Enthalpy Posted April 13, 2016 Posted April 13, 2016 It's good to have German newspapers, because the French population has known about nothing.On 9th April, 2014, some cooling water leaks in the nuclear power plant in Fessenheim, France. The incident is evaluated at severity 1 over 7. That's what the French citizens have learned of it up to now.Apparently, the people who have known more about didn't even bother to inform the French newspapers: they passed information to the German Süddeutsche Zeitung, definitely more useful. Details about the incident are better known through the request for information sent by the Autorité de Sûreté Nucléaire (ASN) to the electricity producer, Électricité de France (EDF). By the way, ASN is the controller who still keeps the severity at 1 and could have informed the population.http://www.sueddeutsche.de/wissen/frankreich-panne-im-akw-fessenheim-war-gravierender-als-gedacht-1.2890408 (less detailed papers in other languages have cited this one)What the journalists have learned from the documents is nothing banal like the initial story was.
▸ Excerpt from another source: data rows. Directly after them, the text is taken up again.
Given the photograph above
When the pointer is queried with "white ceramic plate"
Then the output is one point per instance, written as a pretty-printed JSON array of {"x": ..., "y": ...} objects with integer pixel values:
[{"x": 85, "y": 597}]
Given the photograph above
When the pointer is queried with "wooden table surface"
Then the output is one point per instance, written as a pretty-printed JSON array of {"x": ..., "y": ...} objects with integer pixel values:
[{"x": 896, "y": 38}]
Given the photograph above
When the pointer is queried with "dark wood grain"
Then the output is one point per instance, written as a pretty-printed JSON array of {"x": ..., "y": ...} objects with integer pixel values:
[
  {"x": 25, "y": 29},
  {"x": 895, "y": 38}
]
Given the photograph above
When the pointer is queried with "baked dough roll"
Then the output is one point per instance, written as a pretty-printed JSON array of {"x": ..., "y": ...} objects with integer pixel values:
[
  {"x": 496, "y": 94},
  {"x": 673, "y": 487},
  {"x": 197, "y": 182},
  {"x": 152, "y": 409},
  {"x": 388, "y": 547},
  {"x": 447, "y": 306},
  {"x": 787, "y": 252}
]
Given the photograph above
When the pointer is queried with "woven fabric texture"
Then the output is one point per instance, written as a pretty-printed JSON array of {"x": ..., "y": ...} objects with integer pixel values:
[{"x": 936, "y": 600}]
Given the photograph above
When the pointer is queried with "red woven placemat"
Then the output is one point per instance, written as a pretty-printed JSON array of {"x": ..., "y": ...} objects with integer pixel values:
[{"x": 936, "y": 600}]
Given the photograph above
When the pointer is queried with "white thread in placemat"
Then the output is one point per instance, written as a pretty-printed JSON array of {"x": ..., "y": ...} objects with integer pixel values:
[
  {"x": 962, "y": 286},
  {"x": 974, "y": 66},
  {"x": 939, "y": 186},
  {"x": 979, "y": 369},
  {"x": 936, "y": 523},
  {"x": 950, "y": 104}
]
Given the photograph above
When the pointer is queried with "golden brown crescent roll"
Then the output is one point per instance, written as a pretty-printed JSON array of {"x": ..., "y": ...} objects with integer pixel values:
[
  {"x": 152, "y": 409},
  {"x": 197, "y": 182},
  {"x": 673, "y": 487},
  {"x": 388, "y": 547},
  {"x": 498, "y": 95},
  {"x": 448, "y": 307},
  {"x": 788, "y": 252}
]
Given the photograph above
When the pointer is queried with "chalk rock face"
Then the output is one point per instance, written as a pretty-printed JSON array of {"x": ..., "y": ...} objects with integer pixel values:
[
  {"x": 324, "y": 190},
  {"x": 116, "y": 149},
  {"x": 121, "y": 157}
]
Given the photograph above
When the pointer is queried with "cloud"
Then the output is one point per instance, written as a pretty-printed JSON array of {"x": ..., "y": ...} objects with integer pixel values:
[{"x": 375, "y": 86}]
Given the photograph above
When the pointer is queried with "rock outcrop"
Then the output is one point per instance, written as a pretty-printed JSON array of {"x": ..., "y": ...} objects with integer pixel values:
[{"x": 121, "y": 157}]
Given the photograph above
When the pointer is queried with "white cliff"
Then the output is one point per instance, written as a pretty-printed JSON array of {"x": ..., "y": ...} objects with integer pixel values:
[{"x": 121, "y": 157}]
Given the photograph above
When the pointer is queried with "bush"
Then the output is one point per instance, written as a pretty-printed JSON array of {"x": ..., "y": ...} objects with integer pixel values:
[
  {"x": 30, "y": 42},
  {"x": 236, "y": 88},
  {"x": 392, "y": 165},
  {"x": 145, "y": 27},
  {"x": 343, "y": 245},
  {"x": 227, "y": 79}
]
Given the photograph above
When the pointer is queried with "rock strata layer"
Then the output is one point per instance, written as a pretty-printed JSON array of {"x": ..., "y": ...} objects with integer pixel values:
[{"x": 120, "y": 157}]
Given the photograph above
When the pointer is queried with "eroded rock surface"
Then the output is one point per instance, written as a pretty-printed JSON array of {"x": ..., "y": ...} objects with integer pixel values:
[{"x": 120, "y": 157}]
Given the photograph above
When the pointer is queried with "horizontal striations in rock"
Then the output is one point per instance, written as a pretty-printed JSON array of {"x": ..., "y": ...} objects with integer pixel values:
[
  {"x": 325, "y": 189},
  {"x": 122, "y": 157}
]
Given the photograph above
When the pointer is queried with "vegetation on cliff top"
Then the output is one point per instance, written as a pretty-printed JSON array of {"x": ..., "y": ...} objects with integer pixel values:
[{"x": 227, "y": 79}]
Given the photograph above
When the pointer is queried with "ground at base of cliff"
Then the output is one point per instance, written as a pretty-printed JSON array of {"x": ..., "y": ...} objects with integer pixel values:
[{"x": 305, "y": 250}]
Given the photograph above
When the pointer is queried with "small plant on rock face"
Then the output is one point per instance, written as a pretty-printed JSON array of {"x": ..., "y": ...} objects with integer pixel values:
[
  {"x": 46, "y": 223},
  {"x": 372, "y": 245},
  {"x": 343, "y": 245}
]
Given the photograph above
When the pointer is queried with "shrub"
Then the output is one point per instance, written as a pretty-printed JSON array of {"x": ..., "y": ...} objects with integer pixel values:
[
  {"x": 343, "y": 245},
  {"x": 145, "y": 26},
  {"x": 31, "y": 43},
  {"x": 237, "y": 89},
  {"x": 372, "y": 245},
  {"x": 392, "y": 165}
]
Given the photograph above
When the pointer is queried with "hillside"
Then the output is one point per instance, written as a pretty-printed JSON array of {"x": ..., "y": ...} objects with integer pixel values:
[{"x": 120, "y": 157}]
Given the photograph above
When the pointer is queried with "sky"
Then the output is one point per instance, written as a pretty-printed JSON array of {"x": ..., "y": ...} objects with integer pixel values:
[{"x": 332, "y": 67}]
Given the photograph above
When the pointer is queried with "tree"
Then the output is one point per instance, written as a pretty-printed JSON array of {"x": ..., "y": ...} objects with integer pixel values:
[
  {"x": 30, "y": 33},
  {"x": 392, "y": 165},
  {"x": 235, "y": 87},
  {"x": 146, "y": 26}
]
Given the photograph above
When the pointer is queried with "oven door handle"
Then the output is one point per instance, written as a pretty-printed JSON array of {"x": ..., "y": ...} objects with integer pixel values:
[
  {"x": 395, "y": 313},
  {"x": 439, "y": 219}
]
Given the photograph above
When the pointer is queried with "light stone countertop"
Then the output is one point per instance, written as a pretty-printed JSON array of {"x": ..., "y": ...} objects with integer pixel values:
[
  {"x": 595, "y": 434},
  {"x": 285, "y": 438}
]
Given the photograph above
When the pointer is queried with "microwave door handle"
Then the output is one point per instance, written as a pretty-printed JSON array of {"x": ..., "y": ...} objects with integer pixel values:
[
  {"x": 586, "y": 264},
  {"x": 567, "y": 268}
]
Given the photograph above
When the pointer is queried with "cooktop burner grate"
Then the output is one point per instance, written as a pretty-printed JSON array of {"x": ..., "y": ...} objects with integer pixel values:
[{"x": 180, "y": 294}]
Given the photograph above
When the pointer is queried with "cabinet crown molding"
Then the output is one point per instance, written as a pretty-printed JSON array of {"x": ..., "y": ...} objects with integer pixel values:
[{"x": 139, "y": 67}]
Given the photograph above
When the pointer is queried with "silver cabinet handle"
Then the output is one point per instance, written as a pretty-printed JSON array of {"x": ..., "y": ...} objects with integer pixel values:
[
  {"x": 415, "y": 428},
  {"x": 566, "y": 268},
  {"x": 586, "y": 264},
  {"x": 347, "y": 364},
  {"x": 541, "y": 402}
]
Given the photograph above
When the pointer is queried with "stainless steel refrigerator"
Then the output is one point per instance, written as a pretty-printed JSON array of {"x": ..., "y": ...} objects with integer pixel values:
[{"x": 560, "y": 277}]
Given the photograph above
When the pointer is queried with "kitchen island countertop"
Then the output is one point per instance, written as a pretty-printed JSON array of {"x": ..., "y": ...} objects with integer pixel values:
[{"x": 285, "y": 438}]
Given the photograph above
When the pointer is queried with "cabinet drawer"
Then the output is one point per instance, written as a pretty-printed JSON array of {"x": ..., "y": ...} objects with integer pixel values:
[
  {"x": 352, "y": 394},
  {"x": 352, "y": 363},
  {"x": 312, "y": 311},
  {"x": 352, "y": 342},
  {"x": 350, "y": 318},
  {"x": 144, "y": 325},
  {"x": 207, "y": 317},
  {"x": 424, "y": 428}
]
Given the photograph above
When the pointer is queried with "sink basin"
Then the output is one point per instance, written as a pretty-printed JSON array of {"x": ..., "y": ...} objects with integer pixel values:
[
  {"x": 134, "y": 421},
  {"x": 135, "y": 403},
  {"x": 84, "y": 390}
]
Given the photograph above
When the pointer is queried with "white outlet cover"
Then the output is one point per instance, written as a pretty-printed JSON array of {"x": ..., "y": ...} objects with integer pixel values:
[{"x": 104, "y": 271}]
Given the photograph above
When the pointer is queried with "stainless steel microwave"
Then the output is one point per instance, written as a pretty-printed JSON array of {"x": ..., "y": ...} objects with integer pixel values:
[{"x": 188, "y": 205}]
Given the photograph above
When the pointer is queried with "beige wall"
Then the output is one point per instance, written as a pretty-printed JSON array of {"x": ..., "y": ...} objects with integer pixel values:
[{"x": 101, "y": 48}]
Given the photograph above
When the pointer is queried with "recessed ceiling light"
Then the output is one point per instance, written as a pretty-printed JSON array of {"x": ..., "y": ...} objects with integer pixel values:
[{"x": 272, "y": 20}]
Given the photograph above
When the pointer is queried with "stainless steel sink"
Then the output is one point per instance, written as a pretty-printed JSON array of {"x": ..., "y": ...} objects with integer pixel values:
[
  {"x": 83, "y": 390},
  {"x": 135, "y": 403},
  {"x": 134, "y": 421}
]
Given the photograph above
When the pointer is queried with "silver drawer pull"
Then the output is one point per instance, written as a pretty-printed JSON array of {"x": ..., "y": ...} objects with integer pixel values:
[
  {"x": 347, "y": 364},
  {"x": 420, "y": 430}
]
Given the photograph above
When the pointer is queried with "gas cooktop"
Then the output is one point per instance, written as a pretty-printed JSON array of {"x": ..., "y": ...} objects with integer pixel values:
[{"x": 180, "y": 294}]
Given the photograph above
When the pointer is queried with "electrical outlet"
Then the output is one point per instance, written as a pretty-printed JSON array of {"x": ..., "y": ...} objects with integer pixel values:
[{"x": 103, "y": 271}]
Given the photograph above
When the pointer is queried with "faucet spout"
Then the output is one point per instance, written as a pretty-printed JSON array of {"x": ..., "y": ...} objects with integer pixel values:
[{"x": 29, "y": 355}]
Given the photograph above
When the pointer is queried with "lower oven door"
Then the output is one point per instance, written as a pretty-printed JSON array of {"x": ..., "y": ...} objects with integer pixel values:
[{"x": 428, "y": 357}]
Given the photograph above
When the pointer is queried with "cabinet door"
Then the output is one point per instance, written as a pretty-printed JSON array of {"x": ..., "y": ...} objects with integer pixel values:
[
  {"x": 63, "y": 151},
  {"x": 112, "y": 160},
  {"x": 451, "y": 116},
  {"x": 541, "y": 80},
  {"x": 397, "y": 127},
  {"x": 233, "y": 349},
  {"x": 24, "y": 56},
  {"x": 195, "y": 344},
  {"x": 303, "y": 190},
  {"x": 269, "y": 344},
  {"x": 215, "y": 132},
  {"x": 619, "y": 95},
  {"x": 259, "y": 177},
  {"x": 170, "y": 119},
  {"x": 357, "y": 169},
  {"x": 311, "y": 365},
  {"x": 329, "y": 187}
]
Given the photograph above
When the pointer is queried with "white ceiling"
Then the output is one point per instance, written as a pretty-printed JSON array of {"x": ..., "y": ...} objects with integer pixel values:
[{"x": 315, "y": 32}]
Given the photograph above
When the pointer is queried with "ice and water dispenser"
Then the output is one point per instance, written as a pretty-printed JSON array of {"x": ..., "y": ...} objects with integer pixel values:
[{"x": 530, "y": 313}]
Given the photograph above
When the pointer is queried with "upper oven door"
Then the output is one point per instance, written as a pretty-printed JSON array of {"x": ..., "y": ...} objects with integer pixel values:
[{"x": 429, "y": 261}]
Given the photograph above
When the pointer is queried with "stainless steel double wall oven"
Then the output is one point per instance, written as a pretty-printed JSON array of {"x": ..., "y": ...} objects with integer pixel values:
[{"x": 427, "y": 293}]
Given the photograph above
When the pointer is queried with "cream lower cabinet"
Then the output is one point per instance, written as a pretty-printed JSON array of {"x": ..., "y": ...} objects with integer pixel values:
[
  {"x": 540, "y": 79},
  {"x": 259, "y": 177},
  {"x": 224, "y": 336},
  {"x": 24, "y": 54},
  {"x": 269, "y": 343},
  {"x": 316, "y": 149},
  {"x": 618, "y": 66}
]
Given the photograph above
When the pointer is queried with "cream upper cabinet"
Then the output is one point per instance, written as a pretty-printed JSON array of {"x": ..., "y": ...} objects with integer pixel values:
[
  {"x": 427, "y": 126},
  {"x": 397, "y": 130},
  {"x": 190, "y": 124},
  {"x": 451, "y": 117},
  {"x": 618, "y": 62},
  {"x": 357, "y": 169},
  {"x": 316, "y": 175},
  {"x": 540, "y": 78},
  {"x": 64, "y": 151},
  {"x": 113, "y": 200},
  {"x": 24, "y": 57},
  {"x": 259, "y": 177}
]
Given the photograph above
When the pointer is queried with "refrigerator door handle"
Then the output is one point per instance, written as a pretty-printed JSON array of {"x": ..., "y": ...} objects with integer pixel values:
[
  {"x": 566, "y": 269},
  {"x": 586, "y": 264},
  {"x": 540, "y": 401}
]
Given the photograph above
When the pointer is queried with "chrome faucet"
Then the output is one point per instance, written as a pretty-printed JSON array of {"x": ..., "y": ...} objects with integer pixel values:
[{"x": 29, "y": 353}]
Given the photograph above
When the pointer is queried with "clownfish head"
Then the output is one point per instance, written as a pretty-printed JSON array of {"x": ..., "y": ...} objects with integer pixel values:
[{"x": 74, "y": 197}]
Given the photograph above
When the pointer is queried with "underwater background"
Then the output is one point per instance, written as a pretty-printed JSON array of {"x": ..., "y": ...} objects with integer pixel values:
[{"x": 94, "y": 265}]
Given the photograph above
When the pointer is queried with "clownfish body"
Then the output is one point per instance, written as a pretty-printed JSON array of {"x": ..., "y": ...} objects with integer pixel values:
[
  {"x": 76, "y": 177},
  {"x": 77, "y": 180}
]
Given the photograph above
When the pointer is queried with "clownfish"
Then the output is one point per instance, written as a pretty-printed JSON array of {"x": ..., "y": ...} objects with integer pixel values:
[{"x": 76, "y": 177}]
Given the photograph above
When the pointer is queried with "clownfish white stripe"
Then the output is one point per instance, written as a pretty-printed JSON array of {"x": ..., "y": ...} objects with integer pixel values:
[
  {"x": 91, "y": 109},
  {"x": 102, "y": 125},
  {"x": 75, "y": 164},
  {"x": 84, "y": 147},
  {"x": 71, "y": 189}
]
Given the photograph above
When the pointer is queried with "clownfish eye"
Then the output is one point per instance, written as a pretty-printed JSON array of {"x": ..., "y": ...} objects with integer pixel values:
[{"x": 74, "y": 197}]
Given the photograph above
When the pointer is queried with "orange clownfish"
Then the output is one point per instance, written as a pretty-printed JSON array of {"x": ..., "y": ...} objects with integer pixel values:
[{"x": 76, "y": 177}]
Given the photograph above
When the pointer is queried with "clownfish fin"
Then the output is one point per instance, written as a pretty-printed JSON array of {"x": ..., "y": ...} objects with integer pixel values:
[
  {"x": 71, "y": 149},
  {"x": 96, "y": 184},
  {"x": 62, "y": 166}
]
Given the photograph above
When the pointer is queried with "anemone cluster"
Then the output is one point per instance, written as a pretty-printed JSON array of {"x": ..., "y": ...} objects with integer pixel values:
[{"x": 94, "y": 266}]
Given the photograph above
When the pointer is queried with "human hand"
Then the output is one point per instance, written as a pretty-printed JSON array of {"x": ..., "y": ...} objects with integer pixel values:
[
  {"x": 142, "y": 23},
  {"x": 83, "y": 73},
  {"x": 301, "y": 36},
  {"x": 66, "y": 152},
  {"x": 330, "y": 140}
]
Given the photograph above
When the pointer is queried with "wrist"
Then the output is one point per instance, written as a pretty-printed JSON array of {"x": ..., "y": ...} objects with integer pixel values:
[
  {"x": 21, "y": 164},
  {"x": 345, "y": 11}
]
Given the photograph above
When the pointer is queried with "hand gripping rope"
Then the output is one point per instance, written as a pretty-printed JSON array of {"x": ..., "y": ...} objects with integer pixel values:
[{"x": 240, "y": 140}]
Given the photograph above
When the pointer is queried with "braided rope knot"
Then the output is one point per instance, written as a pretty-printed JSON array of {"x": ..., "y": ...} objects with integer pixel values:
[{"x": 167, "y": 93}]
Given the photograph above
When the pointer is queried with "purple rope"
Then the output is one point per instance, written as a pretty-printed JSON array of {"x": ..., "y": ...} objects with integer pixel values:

Some water at ground level, but in the basement the control bays were out of function. The reactor's control bars did not respond. The generator could not be decoupled from the power grid. The chain reaction had to be stopped by dumping boron in the primary water. Few weeks later, the pipe network was reput to work during the ASN inspection supposed to tell whether it could be put to work. This incident is certainly a case to worry about. All normal control means were lost. Boron is a strict emergency means. Luckily, cooling and power were not lost during this incident. That's one difference with Fukushima. But the total loss of normal control means is similar. How the bloody f*ck can a water leak let lose the control of a nuke? Who subm*ron put electronic control bays at a location liable to flooding? The whole Fessenheim plant is 8m deeper than the nearby Rhine river.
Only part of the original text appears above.